7
Una sconfitta che fa rumore, più di quanto non sia stato contro il Napoli. Già, la sconfitta della Juventus nella trasferta di Verona ha lasciato meno spazio alle polemiche, ma molto di più alla rabbia. Infatti, se nel dopo partita di Napoli, parte delle discussioni si sono concentrate sulle parole di Maurizio Sarri, quanto piuttosto sulla partita - che non si deve, ma che si può perdere - i punti persi a Verona lasciano l'amaro in bocca che si prova non solo quando si è delusi, ma anche quando si è consapevoli. Consapevoli che questa squadra sta raccogliendo punti più per le capacità individuali dei giocatori che non per un gioco di sistema. Sembra quasi che, nell'epocale passaggio di testimone da Massimiliano Allegri a Sarri, il gruppo sia rimasto sospeso a metà, tra la nostalgia e l'impossibilità di cambiare. 

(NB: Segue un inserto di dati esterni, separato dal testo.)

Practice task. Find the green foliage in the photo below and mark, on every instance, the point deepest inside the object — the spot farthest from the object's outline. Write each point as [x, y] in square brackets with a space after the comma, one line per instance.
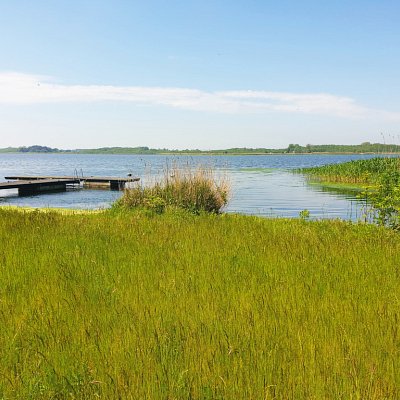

Infatti, la mano di Allegri non c'è e si vede. Ma neppure quella di Sarri, e si vede anche questo. Non solo per la sconfitta, che per quanto sia la seconda ravvicinata, può sempre essere legittimata dalla prestazione. No, quello che non piace della Juventus è proprio il limbo in cui sembrano muoversi per il campo i giocatori: un limbo tattico, di chi fa veramente fatica a convivere con la diversità. E Sarri, che ha tanti difetti caratteriali anche gravi, ma di calcio ne capisce tanto quanto Allegri, ha provato a lanciare i suoi messaggi. Il problema dei gol da situazioni di vantaggio, ha affermato il tecnico, sottintendono un problema di mentalità. La squadra non riesce ad adeguare le sue caratteristiche ad un determinato tipo di gioco, quello di Sarri, che chiede sì possesso e palleggio, ma trenta metri almeno più avanti di quanto non si sviluppi ora sul campo. A quel punto, i pericoli che la Juventus potrebbe correre durante una partita, si ridurrebbero sensibilmente. 

Perché si costringe gli avversari ad attaccare con trenta metri di campo in più, ma anche perché è più facile aggredire per recuperare palla. Concetti quasi opposti a quelli di Allegri, molto più remissivo se c'è da alzare il baricentro, ma anche più restio a concedere qualsiasi tipo di ripartenza. Così, il fraseggio sarriano viene quasi contaminato dalla storia recente della Juve, ne esce fuori un ibrido che, per forza di cose, trae i difetti dell'una e dell'altra filosofia di gioco. Insomma, come svegliarsi da un sogno, quando c'è un momento di assoluta incertezza: sto sognando o sta succedendo davvero? Ecco, la sindrome di una Juve addormentata è proprio questa; non riuscire a distinguere tra ricordi e realtà, tra vero e vissuto.